Smart TVs have become incredibly, um, smart over the years. Entertainment is no longer limited to regular TV channels. You can find an endless range of content on various streaming apps, and you can also stream high-end PC and console games to your Samsung TV over the cloud.

Samsung Smart TVs also have some of the best display technology around that provides strikingly vivid colors and deep contrast, along with high brightness levels that enable viewing of HDR content with deeper blacks and vibrant whites.

Speaking of brightness levels, why is it such a pain to adjust brightness on smart TVs? Whether you get a Samsung smart TV or one from another brand, all of them make you dig through the TV's settings menus. There's no quickly accessible brightness option in the user interface on Samsung smart TVs, and you don't get any buttons for controlling it on the remote, either.

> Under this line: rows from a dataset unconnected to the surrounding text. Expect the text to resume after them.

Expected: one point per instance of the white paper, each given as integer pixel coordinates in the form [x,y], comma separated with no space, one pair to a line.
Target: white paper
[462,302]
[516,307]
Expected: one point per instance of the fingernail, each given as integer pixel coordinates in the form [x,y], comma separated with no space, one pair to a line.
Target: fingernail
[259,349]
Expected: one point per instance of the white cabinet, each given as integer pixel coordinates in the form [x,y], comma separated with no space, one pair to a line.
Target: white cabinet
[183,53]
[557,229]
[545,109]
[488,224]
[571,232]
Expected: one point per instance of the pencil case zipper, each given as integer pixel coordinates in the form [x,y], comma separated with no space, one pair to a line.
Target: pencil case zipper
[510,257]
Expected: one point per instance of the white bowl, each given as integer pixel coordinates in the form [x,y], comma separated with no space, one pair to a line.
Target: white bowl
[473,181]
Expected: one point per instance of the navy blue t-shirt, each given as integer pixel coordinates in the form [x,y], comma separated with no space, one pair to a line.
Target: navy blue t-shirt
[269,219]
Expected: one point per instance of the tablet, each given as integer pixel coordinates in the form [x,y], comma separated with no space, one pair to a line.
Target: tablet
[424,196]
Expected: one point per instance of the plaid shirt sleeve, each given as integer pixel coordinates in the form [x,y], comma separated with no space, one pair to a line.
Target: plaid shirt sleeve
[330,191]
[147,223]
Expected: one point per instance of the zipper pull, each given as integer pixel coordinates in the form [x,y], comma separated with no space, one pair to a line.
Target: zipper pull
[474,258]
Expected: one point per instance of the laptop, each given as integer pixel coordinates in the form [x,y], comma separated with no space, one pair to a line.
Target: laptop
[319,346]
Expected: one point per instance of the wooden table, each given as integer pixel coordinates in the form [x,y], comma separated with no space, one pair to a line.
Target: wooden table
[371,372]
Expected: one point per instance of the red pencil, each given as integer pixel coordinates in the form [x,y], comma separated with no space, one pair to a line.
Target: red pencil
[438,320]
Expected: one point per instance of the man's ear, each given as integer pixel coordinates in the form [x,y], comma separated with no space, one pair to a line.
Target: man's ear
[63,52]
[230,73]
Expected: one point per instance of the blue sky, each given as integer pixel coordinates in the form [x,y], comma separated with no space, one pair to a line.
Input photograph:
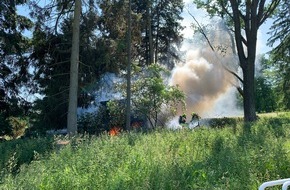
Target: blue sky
[201,17]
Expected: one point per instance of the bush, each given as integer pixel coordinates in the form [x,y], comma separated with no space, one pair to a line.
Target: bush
[18,126]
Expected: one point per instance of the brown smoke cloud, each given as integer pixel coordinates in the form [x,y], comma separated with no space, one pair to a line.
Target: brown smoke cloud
[203,78]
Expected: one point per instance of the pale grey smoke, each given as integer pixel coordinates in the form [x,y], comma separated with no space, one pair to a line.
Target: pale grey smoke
[205,80]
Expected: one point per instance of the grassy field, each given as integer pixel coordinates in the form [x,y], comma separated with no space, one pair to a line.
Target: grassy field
[231,156]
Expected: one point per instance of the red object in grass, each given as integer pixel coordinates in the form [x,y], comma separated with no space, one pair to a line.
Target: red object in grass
[114,131]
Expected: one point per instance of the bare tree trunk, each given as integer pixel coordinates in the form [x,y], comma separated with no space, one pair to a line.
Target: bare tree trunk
[148,10]
[74,64]
[128,102]
[157,33]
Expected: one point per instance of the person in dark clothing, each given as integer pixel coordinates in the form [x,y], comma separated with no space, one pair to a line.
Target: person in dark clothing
[195,118]
[182,119]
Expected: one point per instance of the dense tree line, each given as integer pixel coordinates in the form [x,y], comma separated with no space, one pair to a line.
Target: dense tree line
[40,64]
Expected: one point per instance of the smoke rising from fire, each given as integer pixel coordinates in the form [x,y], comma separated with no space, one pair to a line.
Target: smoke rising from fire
[203,76]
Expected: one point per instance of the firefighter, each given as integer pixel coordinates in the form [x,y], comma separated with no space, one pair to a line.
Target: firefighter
[195,118]
[182,119]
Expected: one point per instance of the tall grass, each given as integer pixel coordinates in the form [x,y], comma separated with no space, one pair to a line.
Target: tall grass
[204,158]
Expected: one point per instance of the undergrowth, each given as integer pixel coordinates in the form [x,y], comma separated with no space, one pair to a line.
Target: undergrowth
[203,158]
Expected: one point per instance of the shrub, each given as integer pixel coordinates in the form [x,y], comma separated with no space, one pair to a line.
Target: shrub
[18,126]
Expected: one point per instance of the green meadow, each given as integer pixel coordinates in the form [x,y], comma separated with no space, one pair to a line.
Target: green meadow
[230,156]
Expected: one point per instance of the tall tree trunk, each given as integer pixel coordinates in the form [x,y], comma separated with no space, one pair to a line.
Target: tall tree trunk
[148,10]
[249,91]
[74,65]
[157,32]
[247,62]
[128,102]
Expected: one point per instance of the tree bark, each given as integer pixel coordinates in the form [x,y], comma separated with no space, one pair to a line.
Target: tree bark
[74,65]
[247,62]
[128,102]
[148,10]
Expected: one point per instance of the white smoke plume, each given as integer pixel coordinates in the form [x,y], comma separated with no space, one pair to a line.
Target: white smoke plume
[204,79]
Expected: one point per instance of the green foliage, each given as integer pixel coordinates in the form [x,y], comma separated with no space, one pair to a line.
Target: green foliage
[150,95]
[18,126]
[15,153]
[204,158]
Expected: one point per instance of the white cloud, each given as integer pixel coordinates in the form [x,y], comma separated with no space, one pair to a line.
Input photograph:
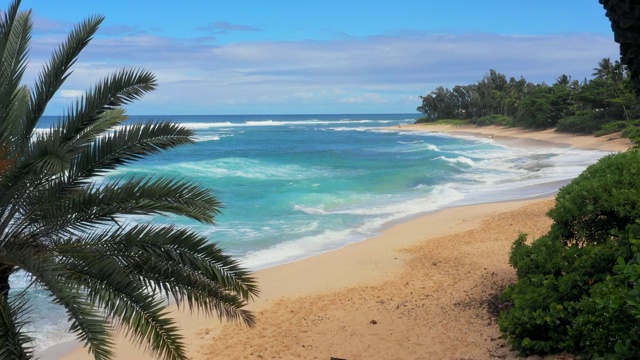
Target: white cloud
[71,93]
[378,73]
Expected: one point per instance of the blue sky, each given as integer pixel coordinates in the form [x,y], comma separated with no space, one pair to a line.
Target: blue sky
[286,57]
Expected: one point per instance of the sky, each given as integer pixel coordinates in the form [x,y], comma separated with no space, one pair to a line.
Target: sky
[312,57]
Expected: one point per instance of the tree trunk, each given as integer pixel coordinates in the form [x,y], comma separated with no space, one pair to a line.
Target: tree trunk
[5,272]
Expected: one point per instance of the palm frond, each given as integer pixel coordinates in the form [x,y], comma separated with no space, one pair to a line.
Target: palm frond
[87,323]
[15,34]
[85,121]
[58,69]
[125,300]
[127,144]
[82,209]
[14,342]
[177,263]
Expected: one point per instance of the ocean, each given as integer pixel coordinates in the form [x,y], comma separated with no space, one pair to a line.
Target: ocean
[294,186]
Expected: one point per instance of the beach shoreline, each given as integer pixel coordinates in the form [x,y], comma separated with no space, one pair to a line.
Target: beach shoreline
[419,290]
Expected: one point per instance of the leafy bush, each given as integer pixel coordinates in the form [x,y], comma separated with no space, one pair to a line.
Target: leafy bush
[546,301]
[607,320]
[632,133]
[578,287]
[612,127]
[605,197]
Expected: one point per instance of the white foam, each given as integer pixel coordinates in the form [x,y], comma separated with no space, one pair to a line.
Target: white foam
[459,159]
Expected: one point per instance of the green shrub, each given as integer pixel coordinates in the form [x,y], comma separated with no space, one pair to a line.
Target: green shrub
[546,301]
[632,133]
[605,197]
[612,127]
[578,287]
[608,323]
[544,256]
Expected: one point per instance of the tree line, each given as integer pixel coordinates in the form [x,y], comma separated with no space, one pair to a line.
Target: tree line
[570,105]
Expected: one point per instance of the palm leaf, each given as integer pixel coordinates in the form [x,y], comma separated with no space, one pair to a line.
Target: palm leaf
[58,69]
[14,342]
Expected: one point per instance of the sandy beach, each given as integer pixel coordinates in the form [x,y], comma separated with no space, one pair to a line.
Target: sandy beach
[420,290]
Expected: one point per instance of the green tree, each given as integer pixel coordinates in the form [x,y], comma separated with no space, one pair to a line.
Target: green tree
[69,232]
[625,17]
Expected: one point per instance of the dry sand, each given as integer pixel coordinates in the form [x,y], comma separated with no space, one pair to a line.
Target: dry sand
[421,290]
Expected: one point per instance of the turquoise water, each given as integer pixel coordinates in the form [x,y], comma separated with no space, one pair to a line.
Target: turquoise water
[298,185]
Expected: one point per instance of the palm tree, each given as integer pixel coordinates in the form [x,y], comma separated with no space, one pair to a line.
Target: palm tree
[69,232]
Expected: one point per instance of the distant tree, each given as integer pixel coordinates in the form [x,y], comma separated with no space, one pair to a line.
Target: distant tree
[625,23]
[69,233]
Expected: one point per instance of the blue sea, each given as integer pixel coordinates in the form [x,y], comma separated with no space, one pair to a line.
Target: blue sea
[294,186]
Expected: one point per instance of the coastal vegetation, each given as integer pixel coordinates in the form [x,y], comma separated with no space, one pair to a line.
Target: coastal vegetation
[66,228]
[601,105]
[578,287]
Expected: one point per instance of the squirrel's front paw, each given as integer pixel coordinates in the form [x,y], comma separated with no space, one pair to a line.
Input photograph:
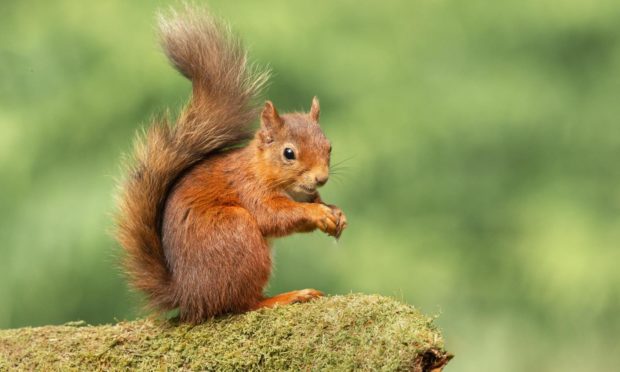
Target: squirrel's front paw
[329,219]
[324,218]
[342,220]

It's unclear why TV manufacturers refuse to make brightness adjustment a faster and more convenient experience. Sure, making the screen too dim can mess with picture quality, colors, and contrast, but that's not exactly an excuse. Most smart TVs can automatically adjust brightness based on the ambient light levels, but that isn't always enough.

It's particularly irritating when you want to dim the TV screen, like when you're watching something late at night with the lights out or when you just want the screen to be easy on your eyes (an important requirement in this day and age in which people use electronic displays all day long). A dimmer screen reduces power consumption as well, which should be reason enough for easily accessible brightness control at a time when every corporation makes a huge deal about being eco-friendly (Samsung's remote comes with solar charging!).

The closest you can get is to customize the brightness in a particular picture mode and then cycle to that picture mode when you want to brighten up the screen or turn the brightness down, as most TVs do allow you to quickly cycle through the various picture modes. But that's not a perfect solution, and frankly, we shouldn't have to jump through hoops for something so simple.

The best solution is to have dedicated buttons on the TV remote, even if that might somewhat increase the cost of the remote. Again, Samsung isn't the only television maker that makes adjusting brightness harder than it has to be, but I'm hoping it can take charge and be among the first to address this unnecessary limitation.